One of the standard pieces of advice offered to would-be, and not so would-be writers is 'Use your five senses.' This is often closely followed by the reminder not to forget the often neglected sense of smell.
So we all do it. Describe how he/she/it smelled. Historical writers seem to take particular delight in the nastier end of the smell spectrum, describing exactly how that Medieval/Georgian/Victorian street reeks - and with what. As I read a lot while eating, it's actually something I could do without. Or maybe I'm reading the wrong books? I do find recipe books particularly appropriate over lunch - and strangely, the people who might be expected to extol one of the most noticeable and enticing aspects of their creations rarely do. They clearly haven't been reading those how to write tips. Or maybe they are wiser than the rest of us in understanding that smell is in the nose of the beholder? After all, how do you describe a smell? You can describe what makes the smell ...

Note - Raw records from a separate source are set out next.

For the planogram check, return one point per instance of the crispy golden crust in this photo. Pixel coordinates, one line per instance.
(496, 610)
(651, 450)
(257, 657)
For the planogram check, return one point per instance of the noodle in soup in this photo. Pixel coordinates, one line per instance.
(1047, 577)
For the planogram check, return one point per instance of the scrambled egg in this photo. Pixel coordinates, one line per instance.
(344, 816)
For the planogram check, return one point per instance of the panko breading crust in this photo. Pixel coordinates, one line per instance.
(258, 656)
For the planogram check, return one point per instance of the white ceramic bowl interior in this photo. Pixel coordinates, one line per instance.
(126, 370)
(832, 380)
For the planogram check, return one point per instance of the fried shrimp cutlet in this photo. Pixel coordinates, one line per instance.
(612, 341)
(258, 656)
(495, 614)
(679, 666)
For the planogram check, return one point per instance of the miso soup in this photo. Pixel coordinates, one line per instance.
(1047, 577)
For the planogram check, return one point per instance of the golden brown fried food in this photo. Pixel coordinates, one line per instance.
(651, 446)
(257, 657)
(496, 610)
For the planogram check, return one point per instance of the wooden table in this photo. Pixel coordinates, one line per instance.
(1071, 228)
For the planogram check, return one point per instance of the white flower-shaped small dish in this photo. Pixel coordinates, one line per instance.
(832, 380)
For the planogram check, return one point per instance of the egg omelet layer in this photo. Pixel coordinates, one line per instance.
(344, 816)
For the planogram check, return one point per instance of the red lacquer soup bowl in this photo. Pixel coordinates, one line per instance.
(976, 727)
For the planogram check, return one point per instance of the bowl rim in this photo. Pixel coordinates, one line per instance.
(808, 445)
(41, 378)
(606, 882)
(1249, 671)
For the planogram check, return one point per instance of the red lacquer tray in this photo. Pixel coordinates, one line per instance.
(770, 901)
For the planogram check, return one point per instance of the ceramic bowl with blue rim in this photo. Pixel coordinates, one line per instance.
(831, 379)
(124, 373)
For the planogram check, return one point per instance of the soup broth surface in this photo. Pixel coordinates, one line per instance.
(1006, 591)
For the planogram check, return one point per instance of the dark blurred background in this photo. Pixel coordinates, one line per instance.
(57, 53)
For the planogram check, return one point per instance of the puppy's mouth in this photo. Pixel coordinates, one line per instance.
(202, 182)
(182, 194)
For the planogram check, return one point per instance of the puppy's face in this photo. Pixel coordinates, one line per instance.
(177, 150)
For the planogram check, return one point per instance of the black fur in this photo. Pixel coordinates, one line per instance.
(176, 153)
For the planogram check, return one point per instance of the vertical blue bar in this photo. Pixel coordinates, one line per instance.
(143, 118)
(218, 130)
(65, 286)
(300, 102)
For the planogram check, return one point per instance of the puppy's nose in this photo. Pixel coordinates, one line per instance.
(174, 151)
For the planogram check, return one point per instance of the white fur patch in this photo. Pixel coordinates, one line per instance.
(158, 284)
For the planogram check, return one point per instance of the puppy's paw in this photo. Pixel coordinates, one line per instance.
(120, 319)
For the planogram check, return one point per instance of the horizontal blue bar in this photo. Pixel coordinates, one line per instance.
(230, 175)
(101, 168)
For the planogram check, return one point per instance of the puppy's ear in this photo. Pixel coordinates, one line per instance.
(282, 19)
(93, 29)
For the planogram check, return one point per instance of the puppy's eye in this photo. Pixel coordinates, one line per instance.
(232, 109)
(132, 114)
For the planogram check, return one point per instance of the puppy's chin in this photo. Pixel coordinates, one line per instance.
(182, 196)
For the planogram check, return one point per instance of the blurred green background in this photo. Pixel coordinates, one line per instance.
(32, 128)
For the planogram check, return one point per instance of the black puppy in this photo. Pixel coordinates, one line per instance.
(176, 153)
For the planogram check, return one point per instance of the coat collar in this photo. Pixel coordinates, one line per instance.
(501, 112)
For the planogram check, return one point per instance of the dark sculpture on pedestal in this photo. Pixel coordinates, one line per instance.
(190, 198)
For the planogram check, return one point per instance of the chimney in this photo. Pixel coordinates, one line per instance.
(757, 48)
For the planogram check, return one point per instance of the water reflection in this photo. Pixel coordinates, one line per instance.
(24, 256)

At the moment all the jasmine bushes in my garden are in flower. I have a lot, as it grows like weeds. The scent is wonderful. But wonderful how? If pushed I would probably say it was a soapy sort of smell. But then, what kind of soap - certainly not carbolic.
Smell, it seems to me, is a personal thing. That's my profound thought for the day. Perhaps all a writer can do is describe what creates the smell and leave it up to the reader to imagine.

Of course, that's the deepest secret of reading a book - everything can look, sound, taste, feel and smell exactly how the reader wants it to. How the reader imagines it ...

Actually - I'm not sure that smell is the most overlooked sense. How often do you read or write about how something tastes? Should there be more of it?

I shall go away and ponder that in the garden, within sniffing distance of the jasmine.